As I approach the oval I see my friends playing football. They are kicking goals, and having fun. I really want to play with them except I can't. I miss playing football, I miss kicking goals and I miss marking the ball. A tear rolls down my cheek, I wipe my tears away.
Ring, ring! My teacher stops talking to everyone and picks up the phone. Next thing I know my teacher tells me I have to go home. I wonder why I’m going home early? Who is picking me up? Maybe it’s my mum. I hope I don’t have to go back to the doctors, I don’t like it.
My heart is beating like a drum as I wait nervously on the cold hospital bed for the doctor to assess my leg. The doctor appears out of nowhere holding a special prosthetic leg. I am so excited to get a prosthetic leg. I see people using prosthetic leg exercising and training, and playing. That’s exactly what I want to do. My dream is to learn to use my new leg to get me back onto the footy ground.
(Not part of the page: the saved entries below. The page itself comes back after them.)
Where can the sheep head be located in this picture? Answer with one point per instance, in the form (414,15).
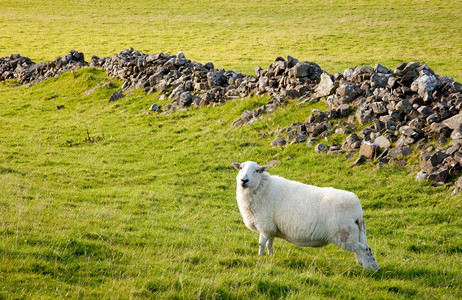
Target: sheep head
(249,175)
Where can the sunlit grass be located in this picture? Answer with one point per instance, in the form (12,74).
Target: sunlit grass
(146,208)
(240,35)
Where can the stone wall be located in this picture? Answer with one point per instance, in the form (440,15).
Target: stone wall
(400,111)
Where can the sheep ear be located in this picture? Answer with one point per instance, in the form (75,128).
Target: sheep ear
(262,169)
(237,166)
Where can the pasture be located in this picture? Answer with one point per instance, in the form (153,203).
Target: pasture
(105,200)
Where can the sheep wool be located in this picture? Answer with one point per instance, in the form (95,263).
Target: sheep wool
(302,214)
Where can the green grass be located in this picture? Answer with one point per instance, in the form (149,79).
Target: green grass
(102,200)
(240,35)
(145,207)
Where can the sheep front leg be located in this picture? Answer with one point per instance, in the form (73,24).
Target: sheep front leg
(269,245)
(261,244)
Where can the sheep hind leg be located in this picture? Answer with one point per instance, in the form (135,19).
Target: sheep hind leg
(261,244)
(364,257)
(269,245)
(265,242)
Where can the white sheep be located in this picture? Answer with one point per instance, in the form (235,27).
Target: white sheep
(304,215)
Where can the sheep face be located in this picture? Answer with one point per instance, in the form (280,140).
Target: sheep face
(249,176)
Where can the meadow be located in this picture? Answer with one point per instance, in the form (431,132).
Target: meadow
(106,200)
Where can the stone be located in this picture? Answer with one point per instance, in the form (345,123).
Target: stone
(185,99)
(437,158)
(154,107)
(399,152)
(433,118)
(301,69)
(424,84)
(300,138)
(421,176)
(439,129)
(457,132)
(459,182)
(368,149)
(381,69)
(383,142)
(343,110)
(351,142)
(325,86)
(117,95)
(311,141)
(408,131)
(379,108)
(379,80)
(404,141)
(426,112)
(458,157)
(454,121)
(321,148)
(364,114)
(439,175)
(278,142)
(347,92)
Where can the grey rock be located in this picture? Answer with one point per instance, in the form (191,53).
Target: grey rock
(278,142)
(439,175)
(343,110)
(369,149)
(379,108)
(454,121)
(321,148)
(457,132)
(364,114)
(421,176)
(379,80)
(325,86)
(383,142)
(399,152)
(117,95)
(424,84)
(347,92)
(351,142)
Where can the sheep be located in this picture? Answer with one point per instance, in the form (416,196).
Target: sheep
(304,215)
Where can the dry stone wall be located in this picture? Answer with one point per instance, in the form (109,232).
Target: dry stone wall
(399,111)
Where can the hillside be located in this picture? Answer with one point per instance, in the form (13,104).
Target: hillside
(109,199)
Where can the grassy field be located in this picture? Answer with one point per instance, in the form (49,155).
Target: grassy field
(102,200)
(240,35)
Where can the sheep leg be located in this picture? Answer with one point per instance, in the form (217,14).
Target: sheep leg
(364,256)
(261,244)
(269,245)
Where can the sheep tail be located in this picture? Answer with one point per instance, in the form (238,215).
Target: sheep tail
(362,231)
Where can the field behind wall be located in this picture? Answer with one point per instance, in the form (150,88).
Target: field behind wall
(105,200)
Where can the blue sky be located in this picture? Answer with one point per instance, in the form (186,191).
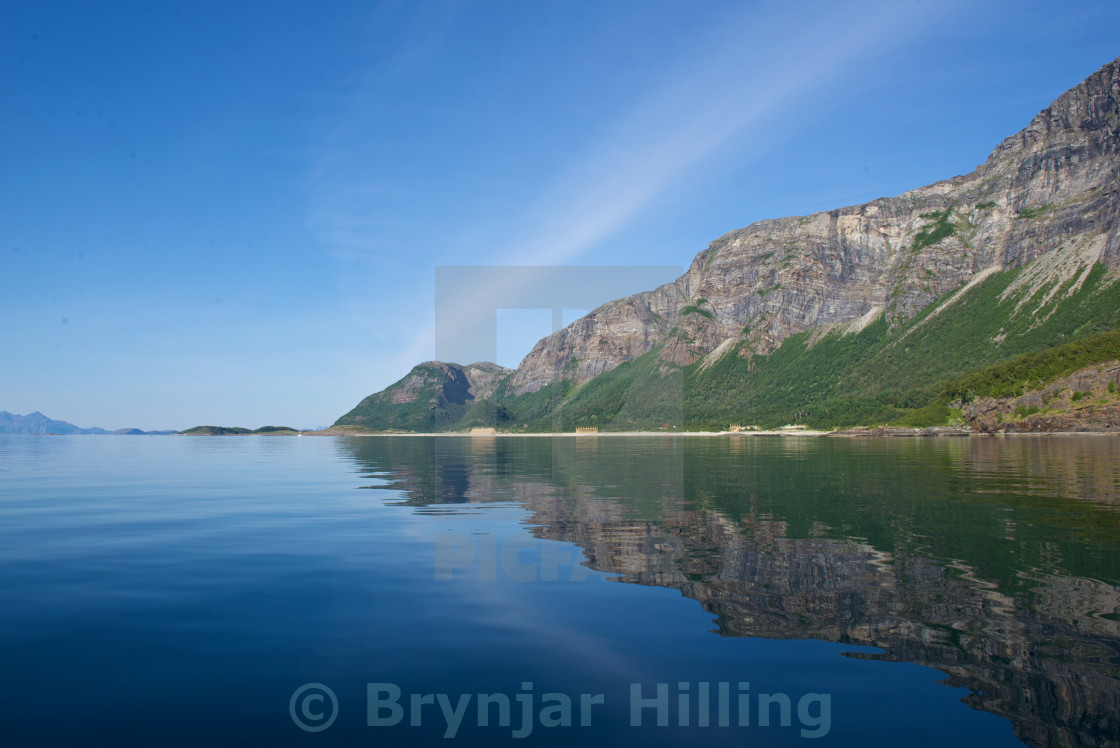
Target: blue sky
(231,213)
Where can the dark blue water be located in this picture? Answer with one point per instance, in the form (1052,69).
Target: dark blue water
(187,590)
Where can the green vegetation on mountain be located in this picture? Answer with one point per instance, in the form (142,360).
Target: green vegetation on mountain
(982,344)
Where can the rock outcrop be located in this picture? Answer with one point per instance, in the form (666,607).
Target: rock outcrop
(1052,190)
(1088,400)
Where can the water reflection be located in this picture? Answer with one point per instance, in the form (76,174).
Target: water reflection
(991,560)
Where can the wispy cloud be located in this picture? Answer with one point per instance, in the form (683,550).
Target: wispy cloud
(754,69)
(730,101)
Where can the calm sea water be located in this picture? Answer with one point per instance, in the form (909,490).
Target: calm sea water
(762,591)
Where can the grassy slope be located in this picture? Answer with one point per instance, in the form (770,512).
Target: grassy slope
(883,375)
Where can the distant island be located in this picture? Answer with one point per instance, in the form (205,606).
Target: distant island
(38,424)
(238,431)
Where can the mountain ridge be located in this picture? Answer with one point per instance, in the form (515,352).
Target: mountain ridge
(1030,237)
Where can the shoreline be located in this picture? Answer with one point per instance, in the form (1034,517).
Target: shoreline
(860,432)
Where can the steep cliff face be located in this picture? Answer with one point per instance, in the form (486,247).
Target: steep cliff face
(1048,195)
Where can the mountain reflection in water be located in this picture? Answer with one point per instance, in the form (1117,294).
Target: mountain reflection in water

I go to a special gym to start my recovery journey. Then I continue to practise by walking around the block. Hours pass waiting for the next day for school to begin. I sigh as I wake up putting my school clothes on. I walk into the classroom, waiting for the bell to ring. It feels like ages but then the bell goes for recess. I can finally attempt to play footy and kick some goals. “What I am so bad at football,” I say to myself. I’m as angry as a bees whose nest has been crushed. I used to be so good at footy and now I am terrible.
Everyday after school I practise playing football. All day I practise in my backyard with the two poles. I run with my friends, they throw the ball to me, we kick to each other over and over again. The next time I get on the footy field I am amazing, I kick goals all over the ground, I sprint past my team, I mark the ball jumping high in the air. I will never forget football ever again.
Football fever grips me, I play football forever.